My week of reading deprivation has come to a close. I'm feeling refreshed and full of life experiences. It was difficult to stop my habit of reading, and at least once I gave in to peek at your comments (thank you for your wonderfulness!)
While away from the world of text, time slowed. I recognized the arrival and release of various emotions. I felt less distracted and enjoyed reconnecting with my husband, children and neighbors.
On Thursday, Richard and I decided to have an adventure downtown. At Cheescakes by Alex, we shared conversation in the fading light, enjoying the sights and sounds of passing traffic and people. At heart, Richard is a philosopher and I get wrapped up in the way his mind unfolds.
It felt like we were in Europe. At a sidewalk cafe, he enjoyed a scone and tea, while I munched on an Italian biscotti and coffee. After our desert, we walked leisurely with hands clasped, under streetlamps, over cobblestones. Passing great old buildings, we found ourselves admiring the marquee at the historic Carolina Theater. We had arrived just in time to catch one of the summer film fest movies. Inside this grand, old theater with huge marble pillars, we were carried to a past era of grand ambition. We sat in the balcony, feeling small in the vast space that was lit with low lights on the side balcony seats. The place conjured images of opera, of live theater and symphony.

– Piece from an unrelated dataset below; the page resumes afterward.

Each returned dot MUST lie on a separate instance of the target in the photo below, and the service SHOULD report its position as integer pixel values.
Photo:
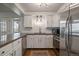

We sat enthralled, watching ocean waves and surfers on the screen. The film was Point Break with Keeanau Reeves and Patrick Swayze.
What else could a girl ask for? I've always had this longing to go back in time and meet Richard in our younger lives. Watching an eighties movie helped to make that illusion feel real. Like teenagers, we skipped the boring parts of the movie to explore the theater and found a ball room on the third floor. While the movie played below us, Richard twirled me around the dance floor in the dark. The only light came from frosted glass windows, giving the illusion it was snowing outside.
After the movie ended, we returned home to the kids, all cuddled up and ready for sleep.
Today we are spending the last full day with Emily. Yet we'll share a closing adventure as a family. We have been invited to a wedding reception in Raleigh. We've booked a hotel in our State Capitol. I'm looking forward to wearing my new green dress, to seeing my high school friend and her prince charming.
Last night I dreamed that Elliot boarded the plane with Emily. I ran around the terminal searching for my son. Then, around a corner appeared a security officer, waving. Elliot was running to me, and slammed into me with wide open arms. It was a message to appreciate the child still left to me. That although I must release Emily for a while, Elliot is still here and is feeling this loss too.
We will do it together. Make it though until we are together again.